As a bit of warning, I have written this type of column two or three times each off-season (certainly using the same title at least three times) and it has quite often been followed later in the day by an actual roster move. I keep telling you guys: I actually do run the world.
THE TWENTY FIVE
I know. There is so much that has to go right with these five that it seems virtually impossible that this will be anywhere close to even league average. Guthrie has to be the guy he was the last half of 2012. Santana has to AT LEAST be the guy he was two years ago and the same goes for Chen. Hochevar has to, if not turn the corner, at least change lanes and Mendoza... You know, if I had to wager anyone was going to repeat their 2012, it would be him.
At some point, the Royals will welcome back Danny Duffy and Felipe Paulino. When and how effective they will be in 2013 is up for debate, but maybe the organization will get lucky on the pitching injury/recovery side for once. While there is mixed opinions on what Jake Odorizzi might be in the majors, I will look forward to him being someone different with some hope at some point in June.
Will Smith will get a look, so will Everett Teaford and maybe Guillmero Moscoso, but the house money is on the above five right now.
The last two spots, maybe even three, are pretty much up for grabs. This is the spot where someone comes out of nowhere in spring training and makes the team, so it's a guess. The Royals will want two lefties, I'm sure, so that's Bueno or Teaford or maybe Donnie Joseph. The Royals also love reclamation projects and Gutierrez fits the mold. Soria? Maybe, but I think the market is getting away from Kansas City on that one. Truthfully, as long as the top four are in place, this is going to be very good bullpen.
Why seven relievers? Because the world would implode if you didn't have that many. Just be happy it is not eight.
Too easy as they are the only two catchers on the 40 man roster. If everything goes right, the Royals will play Perez as much as any catcher in the league, so I understand if you stopped reading this section after 1. Salvador Perez.
Anyone doubt that Ned Yost won't fall in love with Chris Getz all over again come March? That said, the Royals have no ability to really make a plan and stick with it at second - at least not since Mark Grudzielanek was in blue. There seems little point to send Giavotella back to AAA once more (unless they want to expose him to other defensive positions), so I can easily foresee this team carrying two guys who really can't play anywhere but second.
I like Abreu over Falu at the actual utility spot, but for no real reason. They both bring some ability to the table, but neither is likely to make anyone clamor to have them play everyday, either.

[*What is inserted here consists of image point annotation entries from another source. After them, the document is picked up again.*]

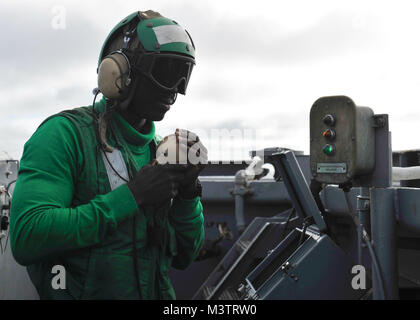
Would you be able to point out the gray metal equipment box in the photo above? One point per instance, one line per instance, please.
(342, 140)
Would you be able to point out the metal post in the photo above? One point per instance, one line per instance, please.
(384, 237)
(239, 212)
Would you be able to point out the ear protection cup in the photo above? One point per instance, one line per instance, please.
(114, 75)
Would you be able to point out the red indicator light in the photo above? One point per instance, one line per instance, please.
(329, 134)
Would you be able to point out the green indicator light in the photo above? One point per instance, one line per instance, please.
(329, 149)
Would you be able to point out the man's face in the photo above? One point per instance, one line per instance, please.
(150, 102)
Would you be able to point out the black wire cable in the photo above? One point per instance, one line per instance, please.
(134, 240)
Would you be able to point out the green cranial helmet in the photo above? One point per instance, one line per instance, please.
(154, 47)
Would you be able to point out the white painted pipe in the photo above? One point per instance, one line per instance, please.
(405, 173)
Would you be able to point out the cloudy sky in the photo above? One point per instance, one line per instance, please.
(260, 65)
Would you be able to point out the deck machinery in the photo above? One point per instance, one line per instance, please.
(341, 223)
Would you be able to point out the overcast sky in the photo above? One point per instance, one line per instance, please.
(260, 65)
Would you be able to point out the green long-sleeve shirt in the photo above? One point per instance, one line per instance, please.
(45, 226)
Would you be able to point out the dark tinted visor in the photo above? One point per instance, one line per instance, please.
(172, 72)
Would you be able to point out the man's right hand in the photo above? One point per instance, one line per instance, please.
(154, 184)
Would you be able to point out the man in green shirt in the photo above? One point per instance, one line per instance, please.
(89, 197)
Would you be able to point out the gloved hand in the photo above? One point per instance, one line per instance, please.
(155, 184)
(190, 186)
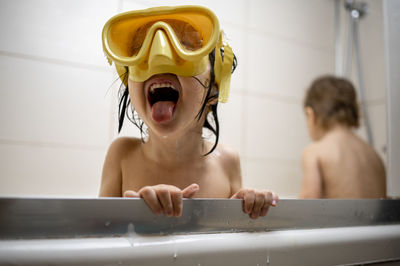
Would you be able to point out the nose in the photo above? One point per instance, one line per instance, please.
(161, 53)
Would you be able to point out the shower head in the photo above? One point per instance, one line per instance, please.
(356, 8)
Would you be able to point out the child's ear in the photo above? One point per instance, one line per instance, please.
(310, 114)
(214, 93)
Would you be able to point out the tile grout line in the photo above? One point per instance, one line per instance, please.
(55, 145)
(53, 61)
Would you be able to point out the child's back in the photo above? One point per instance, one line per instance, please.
(338, 164)
(349, 167)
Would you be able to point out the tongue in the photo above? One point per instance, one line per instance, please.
(162, 111)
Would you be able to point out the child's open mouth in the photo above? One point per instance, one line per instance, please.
(162, 98)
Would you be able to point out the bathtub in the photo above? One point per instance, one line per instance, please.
(116, 231)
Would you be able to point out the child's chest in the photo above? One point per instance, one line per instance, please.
(209, 175)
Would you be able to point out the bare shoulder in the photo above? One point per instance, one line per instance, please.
(230, 161)
(312, 151)
(228, 155)
(111, 180)
(123, 145)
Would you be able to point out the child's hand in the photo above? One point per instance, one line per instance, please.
(256, 202)
(165, 199)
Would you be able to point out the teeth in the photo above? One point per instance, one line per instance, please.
(161, 85)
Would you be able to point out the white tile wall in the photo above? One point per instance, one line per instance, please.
(274, 129)
(53, 103)
(29, 169)
(282, 176)
(58, 107)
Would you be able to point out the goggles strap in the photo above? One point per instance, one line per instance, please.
(223, 69)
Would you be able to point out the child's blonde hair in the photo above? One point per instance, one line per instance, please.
(334, 101)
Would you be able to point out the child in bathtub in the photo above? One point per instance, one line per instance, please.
(176, 69)
(338, 164)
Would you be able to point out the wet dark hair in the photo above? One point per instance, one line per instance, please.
(333, 100)
(211, 122)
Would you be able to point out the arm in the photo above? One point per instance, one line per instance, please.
(312, 179)
(111, 180)
(256, 202)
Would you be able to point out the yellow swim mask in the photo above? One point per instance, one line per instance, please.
(168, 40)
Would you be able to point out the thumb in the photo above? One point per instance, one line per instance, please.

Can Cain stay healthy? How long will the Royals make us all wait to see Wil Myers. Gaming service time gets annoying more often than not, but at this point, waiting until late April to have Myers under control for almost seven years instead of six makes complete and total sense. So, assuming something really awful doesn't happen at the Winter Meetings (you know what I mean) Myers will surely be up sooner rather than later. I mean, he has to right? RIGHT?!
Now, the Royals could go with a fifth outfielder (David Lough) and one less second baseman. It makes more sense from a roster construction standpoint, but other than using Dyson to pinch run for Butler, the combination of Ned Yost and American League ball makes most of the bench pretty irrelevant.
That is the early December take on the 2013 Royals roster. Feels like 76-86 to me, but the winter is young: that might be a good thing.